Os insetos pertencem à espécie Culiseta annulata, comum na Europa, mas até então inédita na natureza islandesa. Eles foram capturados com uma técnica simples, usada normalmente para atrair mariposas: cordas embebidas em vinho quente e açúcar, penduradas ao ar livre.
“Este é o primeiro registro de mosquitos no ambiente natural da Islândia”, afirmou Alfredsson. Ele lembrou que, há alguns anos, um único mosquito foi encontrado em um avião no aeroporto de Keflavik, mas não sobreviveu — o que torna este achado ainda mais significativo.
Como eles chegaram até lá?

A principal hipótese é que os mosquitos tenham chegado ao país por meio de navios ou contêineres, transportados acidentalmente em cargas internacionais. Ainda assim, os cientistas planejam monitorar a região na próxima primavera para saber se a espécie realmente conseguiu se adaptar ao clima extremo da Islândia.

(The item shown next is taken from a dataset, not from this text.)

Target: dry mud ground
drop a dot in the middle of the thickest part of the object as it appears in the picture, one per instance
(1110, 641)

Embora o aquecimento global tenha favorecido a presença de mosquitos em áreas frias, Alfredsson descarta essa explicação neste caso. A Culiseta annulata já é naturalmente resistente ao frio, conseguindo hibernar durante o inverno e usar abrigos para sobreviver a temperaturas negativas.
Um novo desafio para o ecossistema islandês
A Islândia era um dos poucos países livres desses insetos — um status que agora pode ter chegado ao fim. Caso a espécie consiga se estabelecer, o impacto ecológico ainda é incerto, mas pode incluir a disseminação de doenças entre aves e mamíferos locais, além de afetar o equilíbrio de um ecossistema historicamente isolado.
Para um país acostumado com geadas, vulcões e longos períodos de escuridão, enfrentar mosquitos pela primeira vez pode parecer um problema pequeno — mas, para a ciência, é um sinal de como até os ambientes mais extremos estão mudando.